Three years ago, the spam battle focused solely on detecting the spam messages present within an email flow. That approach was palatable when spam only accounted for 10 to 20 percent of Internet mail. However, given the current reality that often 80 to 90 percent of all inbound email is spam, a more logical approach today is to focus first on ensuring the deliverability of the wanted email, and then discarding the unwanted messages. In this talk, we present the results of 14 months of research data, mapping all email senders to some point on the continuum from known bad to unknown to known good.

We first provide an overview of our approach to automated sender classification based on message traffic patterns. Starting from the known good side of the spectrum, we describe the traffic patterns that are used to identify good mail senders and present a view of that corresponding component of the email grid. Existing work in whitelisting historically has focused on manual list additions. Therefore, to obtain complete coverage we developed a classification technique based on persistence, delivery breadth and outbound flow analysis. Our results show that only 3.5% of an organization’s connections are regular communication partners. Further, we analysed the effect of email authentication protocols such as SPF and SenderID and determined that, contrary to popular wisdom, they are not extremely useful in identifying legitimate senders because, for example, six times more spam passes SPF than ham.
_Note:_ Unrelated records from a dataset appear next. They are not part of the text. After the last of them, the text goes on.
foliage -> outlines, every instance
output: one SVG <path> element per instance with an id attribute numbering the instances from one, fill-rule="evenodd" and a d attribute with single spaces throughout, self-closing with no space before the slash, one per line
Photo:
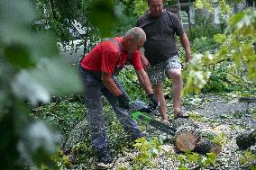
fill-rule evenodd
<path id="1" fill-rule="evenodd" d="M 240 157 L 240 162 L 242 165 L 248 165 L 251 170 L 256 169 L 255 166 L 256 155 L 251 153 L 250 150 L 246 150 L 244 156 Z"/>
<path id="2" fill-rule="evenodd" d="M 195 14 L 195 25 L 192 27 L 191 33 L 188 32 L 187 36 L 189 40 L 202 39 L 206 37 L 207 40 L 211 40 L 214 43 L 213 36 L 220 33 L 221 29 L 219 25 L 215 25 L 213 23 L 213 17 L 211 15 L 204 15 L 202 12 L 196 11 Z M 194 45 L 194 40 L 193 44 Z"/>
<path id="3" fill-rule="evenodd" d="M 153 138 L 150 141 L 146 139 L 141 138 L 135 140 L 133 145 L 135 148 L 139 149 L 140 154 L 136 156 L 133 160 L 133 166 L 134 169 L 142 169 L 142 167 L 153 167 L 153 157 L 156 157 L 160 150 L 160 146 L 161 141 L 156 138 Z"/>
<path id="4" fill-rule="evenodd" d="M 194 152 L 186 152 L 185 155 L 179 155 L 178 160 L 180 165 L 178 170 L 188 170 L 187 164 L 196 164 L 199 167 L 206 168 L 210 166 L 216 165 L 216 155 L 215 153 L 207 153 L 206 156 L 199 155 Z"/>
<path id="5" fill-rule="evenodd" d="M 224 61 L 231 61 L 228 67 L 225 66 L 225 73 L 237 75 L 238 77 L 241 75 L 242 81 L 253 85 L 256 77 L 256 54 L 253 49 L 255 21 L 255 9 L 248 9 L 231 16 L 225 33 L 215 36 L 215 40 L 220 44 L 220 49 L 215 54 L 206 51 L 195 56 L 197 59 L 193 59 L 191 66 L 188 67 L 189 75 L 185 93 L 189 90 L 198 93 L 209 78 L 206 76 L 207 72 L 206 73 L 205 70 L 208 71 L 209 66 L 217 67 Z"/>

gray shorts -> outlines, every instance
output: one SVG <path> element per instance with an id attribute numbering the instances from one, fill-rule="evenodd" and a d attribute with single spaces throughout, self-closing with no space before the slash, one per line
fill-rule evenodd
<path id="1" fill-rule="evenodd" d="M 152 85 L 164 81 L 167 71 L 171 68 L 181 69 L 178 54 L 172 56 L 166 61 L 151 66 L 148 70 L 148 76 Z"/>

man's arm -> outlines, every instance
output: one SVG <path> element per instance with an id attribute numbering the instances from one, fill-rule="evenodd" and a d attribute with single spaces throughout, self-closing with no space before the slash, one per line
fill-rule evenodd
<path id="1" fill-rule="evenodd" d="M 144 56 L 142 49 L 140 49 L 139 52 L 140 52 L 140 58 L 141 58 L 142 67 L 143 67 L 144 70 L 147 71 L 149 69 L 149 67 L 151 67 L 150 62 L 149 62 L 148 58 Z"/>
<path id="2" fill-rule="evenodd" d="M 186 62 L 189 62 L 191 60 L 191 51 L 190 51 L 190 44 L 187 39 L 187 34 L 184 32 L 179 36 L 180 42 L 186 51 Z"/>
<path id="3" fill-rule="evenodd" d="M 140 84 L 143 86 L 145 92 L 147 94 L 153 94 L 152 88 L 151 88 L 151 84 L 150 82 L 149 76 L 144 71 L 144 69 L 139 69 L 135 70 L 139 82 Z"/>
<path id="4" fill-rule="evenodd" d="M 122 91 L 117 87 L 116 84 L 112 78 L 112 75 L 102 72 L 101 80 L 107 90 L 114 96 L 120 96 L 123 94 Z"/>

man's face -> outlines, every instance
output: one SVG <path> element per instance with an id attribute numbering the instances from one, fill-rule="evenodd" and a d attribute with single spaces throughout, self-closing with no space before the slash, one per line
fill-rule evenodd
<path id="1" fill-rule="evenodd" d="M 151 16 L 159 16 L 163 11 L 163 0 L 149 0 L 149 7 Z"/>
<path id="2" fill-rule="evenodd" d="M 136 42 L 133 41 L 133 40 L 131 40 L 129 52 L 133 52 L 134 50 L 140 49 L 142 47 L 143 47 L 144 42 L 145 42 L 145 40 L 144 40 L 143 38 L 141 38 L 141 40 L 139 40 Z"/>

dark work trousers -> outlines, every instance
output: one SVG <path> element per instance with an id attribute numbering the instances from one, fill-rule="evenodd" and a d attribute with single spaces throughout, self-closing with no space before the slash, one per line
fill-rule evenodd
<path id="1" fill-rule="evenodd" d="M 87 71 L 80 67 L 82 80 L 85 85 L 85 103 L 87 109 L 92 143 L 96 150 L 107 147 L 107 136 L 105 130 L 104 110 L 101 95 L 103 94 L 114 109 L 119 121 L 131 139 L 142 137 L 137 123 L 132 120 L 125 109 L 116 105 L 117 99 L 105 88 L 100 80 L 100 72 Z M 119 89 L 127 95 L 122 85 L 113 77 Z"/>

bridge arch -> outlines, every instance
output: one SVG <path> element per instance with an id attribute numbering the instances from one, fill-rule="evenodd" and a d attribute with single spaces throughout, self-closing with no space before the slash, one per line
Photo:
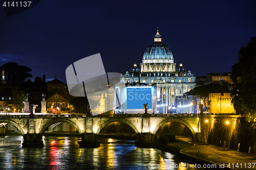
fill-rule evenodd
<path id="1" fill-rule="evenodd" d="M 100 132 L 100 131 L 101 131 L 101 130 L 105 126 L 106 126 L 106 125 L 110 124 L 111 123 L 113 123 L 113 122 L 121 122 L 121 123 L 124 123 L 125 124 L 127 124 L 129 126 L 130 126 L 132 128 L 133 128 L 133 129 L 135 132 L 136 134 L 137 134 L 139 133 L 138 129 L 137 129 L 136 127 L 134 125 L 133 125 L 133 124 L 131 122 L 130 122 L 127 120 L 123 119 L 114 118 L 114 119 L 112 119 L 107 120 L 107 121 L 105 122 L 104 123 L 103 123 L 102 124 L 101 124 L 101 125 L 100 125 L 100 127 L 99 128 L 99 129 L 97 131 L 97 132 L 96 133 L 96 134 L 98 135 L 99 134 L 99 133 Z"/>
<path id="2" fill-rule="evenodd" d="M 73 126 L 75 128 L 76 128 L 76 129 L 77 130 L 77 131 L 79 134 L 82 133 L 82 131 L 81 131 L 79 127 L 75 123 L 69 119 L 62 119 L 62 118 L 53 119 L 47 122 L 45 125 L 44 125 L 44 126 L 42 127 L 41 130 L 40 130 L 39 133 L 43 134 L 44 132 L 45 132 L 45 130 L 46 130 L 46 129 L 50 126 L 59 122 L 64 122 L 69 124 L 70 125 Z"/>
<path id="3" fill-rule="evenodd" d="M 156 129 L 155 129 L 155 130 L 153 133 L 153 135 L 156 134 L 157 131 L 162 126 L 169 122 L 178 122 L 183 125 L 185 127 L 186 127 L 187 128 L 188 128 L 188 129 L 190 131 L 191 133 L 192 133 L 193 139 L 196 140 L 196 133 L 195 132 L 193 128 L 191 127 L 191 126 L 190 126 L 190 125 L 186 121 L 178 118 L 169 118 L 162 121 L 156 127 Z"/>
<path id="4" fill-rule="evenodd" d="M 16 128 L 18 129 L 18 130 L 20 131 L 20 133 L 22 133 L 22 134 L 23 135 L 25 134 L 26 133 L 22 129 L 22 128 L 18 124 L 17 124 L 16 122 L 14 121 L 8 119 L 2 119 L 0 120 L 0 124 L 1 123 L 7 123 L 13 125 Z"/>

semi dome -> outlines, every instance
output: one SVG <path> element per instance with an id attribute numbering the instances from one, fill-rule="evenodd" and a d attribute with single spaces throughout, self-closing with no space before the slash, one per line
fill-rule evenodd
<path id="1" fill-rule="evenodd" d="M 161 35 L 157 29 L 154 42 L 148 46 L 144 53 L 142 60 L 168 59 L 174 60 L 173 53 L 170 49 L 162 42 Z"/>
On the other end of the continuum are persistent spam senders. To identify these egregious offenders, we designed a reputation system that compiles historical data from these senders to identify the known bad senders. Left somewhere in the middle of the spectrum are senders that in the past would not have enough information available about them to make a decision, typically referred to as ‘gray’ mail senders. Our results show that historical information is not available for these senders because rather than sending large quantities of mail to as broad audience as possible, spammers tend to spread out their target lists across their entire network of zombies, enabling much of the network to fly under the radar and avoid detection. Our results show that over 70% of unwanted email originates from zombies. We will discuss the lifecycle of a zombie spam attack, and show how we are able to identify the creation of a new zombie network and fingerprint the botnets responsible for certain spam and phishing attacks. We will present demonstrations showing the real-time use of IRC channels to scan and exploit vulnerable machines and reveal statistics of the rate at which botnets are enlarged, used in an attack and disposed.